I would like to show:

for all $n\in\omega$, $(\aleph_{n+1})^{\aleph_0}\leq\aleph_{n+1}\cdot(\aleph_n)^{\aleph_0}$

Actually I see this problem can be solved using the approach Brian Scott uses here:

For every $n < \omega$, $\aleph_n^{\aleph_0} = \max(\aleph_n,\aleph_0^{\aleph_0})$

Most unfortunately, Brian hasn't been here for over a year (hope he's OK), so perhaps someone would explain one aspect of his proof:

Now consider a function $\varphi:\aleph_0\to\aleph_m$; $\aleph_m$ is an uncountable regular cardinal, so $\sup\{\varphi(k):k\in\aleph_0\}<\aleph_m$, and $\varphi$ actually maps $\aleph_0$ into $\eta$ for some ordinal $\eta<\aleph_m$.

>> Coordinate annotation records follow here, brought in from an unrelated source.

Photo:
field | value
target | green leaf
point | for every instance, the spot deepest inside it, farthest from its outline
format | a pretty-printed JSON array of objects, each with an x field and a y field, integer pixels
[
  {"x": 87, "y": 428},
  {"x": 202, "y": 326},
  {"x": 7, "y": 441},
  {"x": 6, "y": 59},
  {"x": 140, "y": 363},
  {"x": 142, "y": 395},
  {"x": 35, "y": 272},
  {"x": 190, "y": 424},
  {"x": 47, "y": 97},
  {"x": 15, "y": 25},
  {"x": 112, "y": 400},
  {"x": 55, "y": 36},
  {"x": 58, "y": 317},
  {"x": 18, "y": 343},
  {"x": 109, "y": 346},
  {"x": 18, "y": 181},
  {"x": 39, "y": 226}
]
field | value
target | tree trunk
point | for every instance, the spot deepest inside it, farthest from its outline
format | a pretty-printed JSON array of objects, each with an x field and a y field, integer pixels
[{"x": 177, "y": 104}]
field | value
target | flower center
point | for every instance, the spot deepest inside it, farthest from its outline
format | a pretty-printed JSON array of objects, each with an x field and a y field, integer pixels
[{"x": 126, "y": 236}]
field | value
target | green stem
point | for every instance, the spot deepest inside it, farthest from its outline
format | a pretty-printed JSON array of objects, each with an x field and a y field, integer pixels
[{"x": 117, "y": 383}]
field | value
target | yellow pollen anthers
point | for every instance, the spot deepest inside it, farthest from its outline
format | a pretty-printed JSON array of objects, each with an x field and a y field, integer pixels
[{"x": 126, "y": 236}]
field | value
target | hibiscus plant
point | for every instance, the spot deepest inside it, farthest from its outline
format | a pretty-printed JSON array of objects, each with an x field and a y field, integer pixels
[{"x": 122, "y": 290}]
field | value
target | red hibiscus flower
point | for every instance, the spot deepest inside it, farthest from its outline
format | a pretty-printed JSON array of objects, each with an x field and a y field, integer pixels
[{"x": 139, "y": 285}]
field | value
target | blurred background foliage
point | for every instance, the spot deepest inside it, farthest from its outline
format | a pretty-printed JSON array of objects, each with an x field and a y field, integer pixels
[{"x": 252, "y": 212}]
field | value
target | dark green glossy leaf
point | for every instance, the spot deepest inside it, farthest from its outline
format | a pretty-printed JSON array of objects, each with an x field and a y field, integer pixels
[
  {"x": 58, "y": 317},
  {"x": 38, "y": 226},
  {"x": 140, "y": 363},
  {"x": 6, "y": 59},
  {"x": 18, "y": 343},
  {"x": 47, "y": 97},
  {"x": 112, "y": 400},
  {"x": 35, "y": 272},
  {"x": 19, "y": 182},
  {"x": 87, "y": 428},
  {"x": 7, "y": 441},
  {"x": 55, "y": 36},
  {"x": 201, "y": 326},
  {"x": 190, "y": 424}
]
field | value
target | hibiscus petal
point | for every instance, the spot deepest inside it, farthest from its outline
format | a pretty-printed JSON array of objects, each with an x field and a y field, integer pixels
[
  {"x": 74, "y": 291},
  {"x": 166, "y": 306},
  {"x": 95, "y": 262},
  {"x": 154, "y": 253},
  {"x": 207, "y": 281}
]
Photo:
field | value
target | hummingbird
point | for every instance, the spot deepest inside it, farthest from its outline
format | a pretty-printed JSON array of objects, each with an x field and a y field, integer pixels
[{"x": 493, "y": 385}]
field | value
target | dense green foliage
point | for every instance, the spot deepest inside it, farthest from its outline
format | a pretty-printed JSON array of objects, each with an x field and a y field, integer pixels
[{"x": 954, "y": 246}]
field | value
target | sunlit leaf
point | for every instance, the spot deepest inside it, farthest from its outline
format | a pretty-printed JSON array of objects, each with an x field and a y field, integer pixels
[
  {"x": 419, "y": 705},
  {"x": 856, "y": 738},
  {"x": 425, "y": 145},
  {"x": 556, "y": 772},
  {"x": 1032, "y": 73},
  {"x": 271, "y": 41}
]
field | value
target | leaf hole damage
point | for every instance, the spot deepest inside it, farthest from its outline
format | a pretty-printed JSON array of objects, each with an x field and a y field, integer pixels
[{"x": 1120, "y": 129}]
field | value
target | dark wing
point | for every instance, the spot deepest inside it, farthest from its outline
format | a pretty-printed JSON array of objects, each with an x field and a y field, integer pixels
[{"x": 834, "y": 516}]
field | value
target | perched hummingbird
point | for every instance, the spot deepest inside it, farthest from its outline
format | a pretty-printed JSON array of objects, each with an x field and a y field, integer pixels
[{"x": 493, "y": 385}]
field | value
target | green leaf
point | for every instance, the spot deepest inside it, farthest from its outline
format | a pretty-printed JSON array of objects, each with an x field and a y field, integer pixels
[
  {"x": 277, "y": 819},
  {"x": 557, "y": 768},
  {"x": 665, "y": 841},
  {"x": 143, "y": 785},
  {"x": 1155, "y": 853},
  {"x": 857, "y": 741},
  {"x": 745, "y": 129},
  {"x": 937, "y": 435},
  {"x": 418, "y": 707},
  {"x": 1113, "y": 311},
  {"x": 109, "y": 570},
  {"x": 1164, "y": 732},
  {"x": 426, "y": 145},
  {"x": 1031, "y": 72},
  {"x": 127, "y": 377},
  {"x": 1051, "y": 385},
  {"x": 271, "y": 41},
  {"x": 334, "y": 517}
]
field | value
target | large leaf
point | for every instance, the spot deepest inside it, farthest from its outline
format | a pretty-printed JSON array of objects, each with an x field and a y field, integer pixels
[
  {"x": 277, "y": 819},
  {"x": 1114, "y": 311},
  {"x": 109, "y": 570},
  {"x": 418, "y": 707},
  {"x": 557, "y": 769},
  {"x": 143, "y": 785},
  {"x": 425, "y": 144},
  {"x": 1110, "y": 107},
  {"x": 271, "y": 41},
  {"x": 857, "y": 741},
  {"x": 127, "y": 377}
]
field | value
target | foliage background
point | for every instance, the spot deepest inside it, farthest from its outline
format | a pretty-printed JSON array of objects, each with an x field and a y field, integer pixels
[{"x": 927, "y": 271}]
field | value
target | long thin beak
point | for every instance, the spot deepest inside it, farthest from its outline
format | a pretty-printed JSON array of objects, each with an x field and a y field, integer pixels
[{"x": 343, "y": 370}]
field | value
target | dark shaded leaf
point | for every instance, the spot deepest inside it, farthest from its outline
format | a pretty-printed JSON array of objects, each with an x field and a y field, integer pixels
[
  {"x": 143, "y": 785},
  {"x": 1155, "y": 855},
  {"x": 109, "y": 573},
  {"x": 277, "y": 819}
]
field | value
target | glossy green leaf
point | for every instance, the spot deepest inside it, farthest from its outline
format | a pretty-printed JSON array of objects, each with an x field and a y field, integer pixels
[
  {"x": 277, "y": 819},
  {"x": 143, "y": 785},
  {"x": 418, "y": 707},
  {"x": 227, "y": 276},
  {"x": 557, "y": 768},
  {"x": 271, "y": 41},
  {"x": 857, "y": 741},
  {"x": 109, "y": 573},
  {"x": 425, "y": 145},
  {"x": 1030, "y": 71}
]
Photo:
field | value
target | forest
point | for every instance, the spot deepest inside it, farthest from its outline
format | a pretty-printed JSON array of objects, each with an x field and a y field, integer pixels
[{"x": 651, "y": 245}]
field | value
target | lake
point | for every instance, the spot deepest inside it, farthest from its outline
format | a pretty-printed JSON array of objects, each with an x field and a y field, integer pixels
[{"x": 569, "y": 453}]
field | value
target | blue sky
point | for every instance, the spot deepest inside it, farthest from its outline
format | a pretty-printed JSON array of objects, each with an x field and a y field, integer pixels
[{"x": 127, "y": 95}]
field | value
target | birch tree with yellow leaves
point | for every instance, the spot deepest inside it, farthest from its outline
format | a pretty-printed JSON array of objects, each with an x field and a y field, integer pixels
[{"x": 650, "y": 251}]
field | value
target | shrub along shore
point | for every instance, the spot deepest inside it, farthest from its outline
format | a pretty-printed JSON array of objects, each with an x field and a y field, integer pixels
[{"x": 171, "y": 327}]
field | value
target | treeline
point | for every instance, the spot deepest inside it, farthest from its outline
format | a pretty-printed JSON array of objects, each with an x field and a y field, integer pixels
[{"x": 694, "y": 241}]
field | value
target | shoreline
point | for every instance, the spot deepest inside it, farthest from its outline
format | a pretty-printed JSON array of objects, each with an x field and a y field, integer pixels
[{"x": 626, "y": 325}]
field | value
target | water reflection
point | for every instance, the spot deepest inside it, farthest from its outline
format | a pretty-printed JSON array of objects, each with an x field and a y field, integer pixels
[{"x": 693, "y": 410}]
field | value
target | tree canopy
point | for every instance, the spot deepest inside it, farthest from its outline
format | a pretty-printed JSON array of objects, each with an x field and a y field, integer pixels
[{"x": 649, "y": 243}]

My question is why, since $\aleph_m$ is an uncountable regular cardinal, its cofinality is $\aleph_m$, so why is the $\text{sup}$ less than $\aleph_m$?

Answer 1

Suppose for a contradiction that $\sup \{\varphi(k):k\in\omega\}$ is $\aleph_m$. Then, the sequence of sets $\bigcup_{k\in\omega}\{\varphi(j):j\leq k\}$ is cofinal in $\aleph_m$ and has length $\aleph_0$. This contradicts the regularity of $\aleph_m$ ($m\neq 0$ since $\aleph_m$ is an uncountable cardinal).